Despite myself, somewhere along the road I tried it, probably looking to become a more complete person, and experienced an apocryphal shift in my viewpoint. With nothing in my head, just writing seemed beyond lifeless. And stupid. And dumb. And… stupid. Nothing in the head equates to equal measures of nothing on paper. Why would anyone do this? But, methinks, I was approaching it all wrong.
I was looking for that freewriting experience to produce something worthwhile, and when it gushed nothing but garbage, I would declare it a flop. It is well and good to say that it is the practice that will bring the perfect, but in reality I identified much more closely with the sagely friend that repenned that morsel of wisdom into ‘practice makes permanent.’ Why would I practice producing more and more junk, and then expect to see improvement in my ability to communicate? I wrote off the freewrite.
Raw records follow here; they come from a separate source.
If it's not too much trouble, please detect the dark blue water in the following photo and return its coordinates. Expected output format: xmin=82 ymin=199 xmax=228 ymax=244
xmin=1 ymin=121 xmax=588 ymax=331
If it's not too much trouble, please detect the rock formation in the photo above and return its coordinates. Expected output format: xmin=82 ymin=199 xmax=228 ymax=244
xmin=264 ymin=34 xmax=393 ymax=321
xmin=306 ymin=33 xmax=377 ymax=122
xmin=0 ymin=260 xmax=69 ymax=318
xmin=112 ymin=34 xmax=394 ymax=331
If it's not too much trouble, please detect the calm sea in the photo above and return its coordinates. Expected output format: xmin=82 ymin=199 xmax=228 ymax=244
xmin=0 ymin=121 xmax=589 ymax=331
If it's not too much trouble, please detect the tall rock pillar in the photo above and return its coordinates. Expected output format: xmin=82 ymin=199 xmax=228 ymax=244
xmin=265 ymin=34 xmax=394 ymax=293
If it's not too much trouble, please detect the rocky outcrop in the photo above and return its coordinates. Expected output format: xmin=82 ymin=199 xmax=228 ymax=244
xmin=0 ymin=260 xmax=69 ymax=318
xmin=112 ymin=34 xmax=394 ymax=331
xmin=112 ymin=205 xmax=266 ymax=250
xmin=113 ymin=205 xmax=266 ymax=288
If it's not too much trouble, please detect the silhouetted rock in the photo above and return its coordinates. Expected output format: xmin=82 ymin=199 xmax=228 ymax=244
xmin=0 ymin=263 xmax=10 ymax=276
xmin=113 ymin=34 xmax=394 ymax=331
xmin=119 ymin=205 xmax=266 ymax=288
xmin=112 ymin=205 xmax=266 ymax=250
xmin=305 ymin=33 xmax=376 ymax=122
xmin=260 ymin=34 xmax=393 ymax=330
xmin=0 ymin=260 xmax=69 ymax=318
And then, many miles of rubble and tar under the tires, I found myself stumbling down the writing path, searching for ways to improve myself enough to even call writing my craft without my nose thrusting itself out eight inches, and the blasted freewrite began cropping up in the periphery once again. It was summarily dismissed of course. Once, twice, and again would I skip over any advice that smacked of the dreaded freewrite.
And then I happened upon Natalie Goldberg’s idea of ‘composting’:
It takes a while for our experience to sift through our consciousness. For instance, it is hard to write about being in love in the midst of a mad love affair. We have no perspective… Our senses by themselves are dumb. They take in experience, but they need the richness of sifting for a while through our consciousness and through or whole bodies. I call this “composting.” Our bodies are garbage heaps: we collect experience, and from the decomposition of the thrown-out eggshells, spinach leaves, coffee grounds, and old steak bones of our minds come nitrogen, heat, and very fertile soil. Out of this fertile soil bloom our poems and stories. But this does not come all at once. It takes time. Continue to turn over and over the organic details of your life until some of them fall through the garbage of discursive thoughts to the solid ground of black soil.
Natalie Goldberg, Writing Down the Bones
Begrudgingly, I gave it another shot. With a mind more open to the possibilities and more committed to the exercise. I could give this thing five minutes a day for at least a few weeks. I set a timer and wrote.
The first five minutes were spent explaining to myself how this was certainly pointless, but I would press on nonetheless, if for no other reason than to prove my point. The timer beeped and I set it again, because I wasn’t done with my argument.
The next time I hit the reset button I was finding out that my dreams and aspirations were a lot stronger than I thought. Twenty minutes later I was finding things deep inside that I had no idea existed, learning about myself from words that were pouring out of my fingers without me. The timer was tossed off the bed after four horribly intrusive screeches, and I was hooked.
So these days my repertoire of stretching those writing muscles consists not only in the effort to increase the page count, not only in taking the existing writing to a higher level, but also in some daily composting, some uninterrupted time to turn it all over and see what filters out the other side.